I'd love to see this up and running, but I'm trying to wrap my head around the adoption process. For example Twitter recently shut down their API for finding users by email address citing spam concerns.
What's in it for the people running the servers who'll need to support this?
This is decentralized. Someone could try to centralize it (see: the large number of large OpenID providers that aren't consumers), but starting out with something that decentralized means it's an uphill battle for the centralizers to do anything evil with the centralization. Who deploys it and who doesn't will depend on who decides it's a net benefit.
How about associating each individual with a unique number and creating a universal identity database controlled by individuals (to protect private data) and not by any corporation?
I am sorry that this comment was pulled down.
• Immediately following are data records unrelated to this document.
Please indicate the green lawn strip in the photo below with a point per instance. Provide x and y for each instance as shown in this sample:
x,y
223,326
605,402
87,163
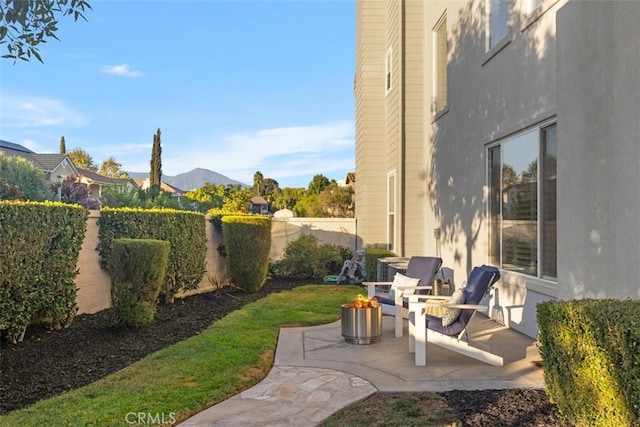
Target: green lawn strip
x,y
232,355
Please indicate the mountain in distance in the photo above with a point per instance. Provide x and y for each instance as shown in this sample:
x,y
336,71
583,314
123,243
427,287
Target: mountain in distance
x,y
191,180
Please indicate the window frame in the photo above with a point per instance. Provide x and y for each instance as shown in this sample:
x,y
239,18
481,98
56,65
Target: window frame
x,y
495,230
391,202
440,65
491,43
388,71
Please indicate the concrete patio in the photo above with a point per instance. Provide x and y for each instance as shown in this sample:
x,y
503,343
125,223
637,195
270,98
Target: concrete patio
x,y
316,373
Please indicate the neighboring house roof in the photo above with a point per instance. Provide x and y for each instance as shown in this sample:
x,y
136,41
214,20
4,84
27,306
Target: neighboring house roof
x,y
48,162
143,183
45,162
171,189
13,147
258,200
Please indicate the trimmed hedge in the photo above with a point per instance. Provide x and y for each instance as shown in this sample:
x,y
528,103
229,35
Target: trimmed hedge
x,y
371,256
137,269
39,247
185,231
247,240
591,355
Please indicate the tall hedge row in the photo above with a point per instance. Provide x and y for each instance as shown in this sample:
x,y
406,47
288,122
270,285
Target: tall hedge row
x,y
247,240
138,268
185,231
591,355
39,247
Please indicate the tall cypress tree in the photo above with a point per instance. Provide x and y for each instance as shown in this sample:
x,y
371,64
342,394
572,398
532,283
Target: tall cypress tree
x,y
156,162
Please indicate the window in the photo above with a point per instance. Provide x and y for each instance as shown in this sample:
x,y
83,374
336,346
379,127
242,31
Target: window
x,y
440,64
387,71
535,4
522,225
496,22
391,210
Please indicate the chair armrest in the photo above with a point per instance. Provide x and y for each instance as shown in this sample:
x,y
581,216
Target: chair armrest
x,y
418,297
371,287
466,306
419,287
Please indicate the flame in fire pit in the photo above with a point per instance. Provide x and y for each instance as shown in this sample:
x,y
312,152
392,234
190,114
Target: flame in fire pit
x,y
363,302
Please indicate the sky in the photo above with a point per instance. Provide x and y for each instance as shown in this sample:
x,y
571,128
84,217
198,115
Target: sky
x,y
234,86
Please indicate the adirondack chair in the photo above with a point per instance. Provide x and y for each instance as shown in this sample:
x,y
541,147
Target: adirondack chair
x,y
449,331
418,278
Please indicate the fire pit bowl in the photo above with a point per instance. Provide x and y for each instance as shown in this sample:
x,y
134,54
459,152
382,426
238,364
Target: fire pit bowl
x,y
362,323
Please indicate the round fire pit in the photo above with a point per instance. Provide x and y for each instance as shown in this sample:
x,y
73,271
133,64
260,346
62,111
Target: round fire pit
x,y
361,325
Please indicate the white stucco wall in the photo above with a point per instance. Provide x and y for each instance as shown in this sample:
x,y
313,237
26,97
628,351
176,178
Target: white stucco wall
x,y
599,150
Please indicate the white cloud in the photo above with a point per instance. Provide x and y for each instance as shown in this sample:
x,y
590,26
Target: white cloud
x,y
121,70
278,153
20,111
31,145
124,149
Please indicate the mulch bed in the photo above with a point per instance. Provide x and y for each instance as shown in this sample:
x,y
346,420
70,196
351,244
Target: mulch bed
x,y
47,364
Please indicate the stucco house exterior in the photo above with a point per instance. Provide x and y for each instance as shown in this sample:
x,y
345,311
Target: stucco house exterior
x,y
505,133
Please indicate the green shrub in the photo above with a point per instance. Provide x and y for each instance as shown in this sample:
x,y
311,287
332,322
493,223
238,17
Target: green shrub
x,y
39,248
591,355
371,256
137,269
304,257
185,231
247,241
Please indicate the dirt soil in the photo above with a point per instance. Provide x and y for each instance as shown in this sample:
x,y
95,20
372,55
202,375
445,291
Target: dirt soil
x,y
47,364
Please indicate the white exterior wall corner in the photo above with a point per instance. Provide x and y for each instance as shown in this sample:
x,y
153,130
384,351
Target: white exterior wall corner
x,y
489,98
370,129
598,150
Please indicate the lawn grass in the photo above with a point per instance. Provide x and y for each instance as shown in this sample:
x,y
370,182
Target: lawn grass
x,y
175,383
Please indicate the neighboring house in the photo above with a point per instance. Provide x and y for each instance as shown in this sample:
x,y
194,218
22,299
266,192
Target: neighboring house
x,y
97,182
258,205
175,192
463,106
56,167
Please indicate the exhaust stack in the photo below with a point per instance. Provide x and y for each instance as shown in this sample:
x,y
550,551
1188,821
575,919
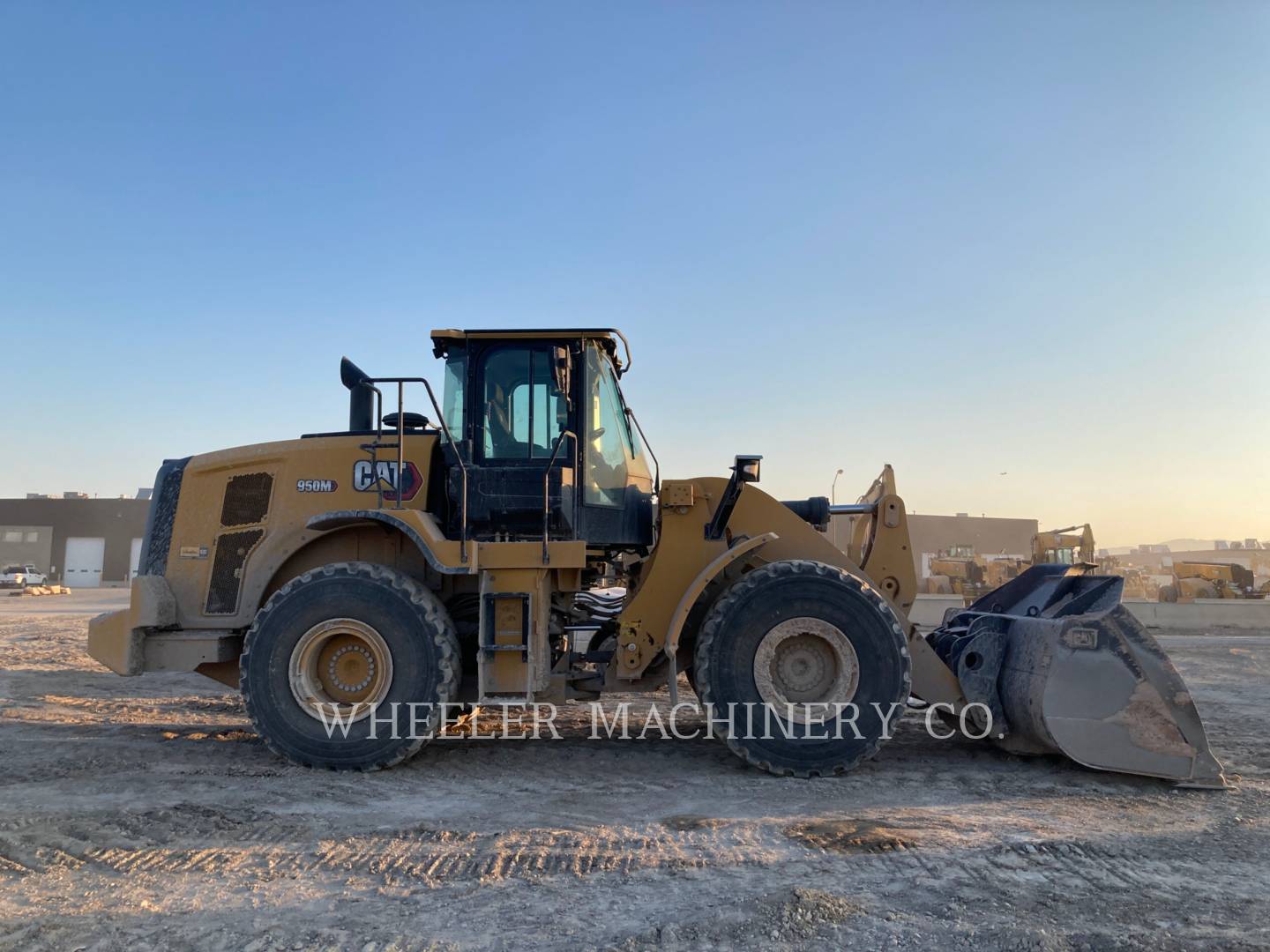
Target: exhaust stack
x,y
361,395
I posted in earnest because the subject is interesting to me. I would like to ask why to suggest that a personal id number controlled by the person and not by the corporate owners of the id database is a bad comment? In fact, this article just posted to HN a few hours ago http://blog.modernmechanix.com/2008/06/05/the-computer-data-... suggests that in the US, the social security number become a unique identifier in "data banks" starting in the 60s. So, to me it appears that it is legitimate to discuss if the social security number, email or a new personal id number owned by the person ought to be chosen as the new id standard for the modern post-internet human individual. Please correct, if I don't understand the issue here. Thanks.
In fact, I think it's how web sites like Facebook should have been designed. Rather than "handing over" personal information, each site should receive binary blobs identified only by purpose (e.g. "E-mail address", "photo #3 of gallery 2"). The data could be a copy, an entry in some public registry, or a URL. Facebook can then decide when it wants to send this information to the web browser (e.g. when someone tries to view your photo gallery), and the only way to actually render the blob is with an appropriate decryption key on the client side. The encoding could include other trust factors, such as expiration dates that would make the images impossible to view even with a key.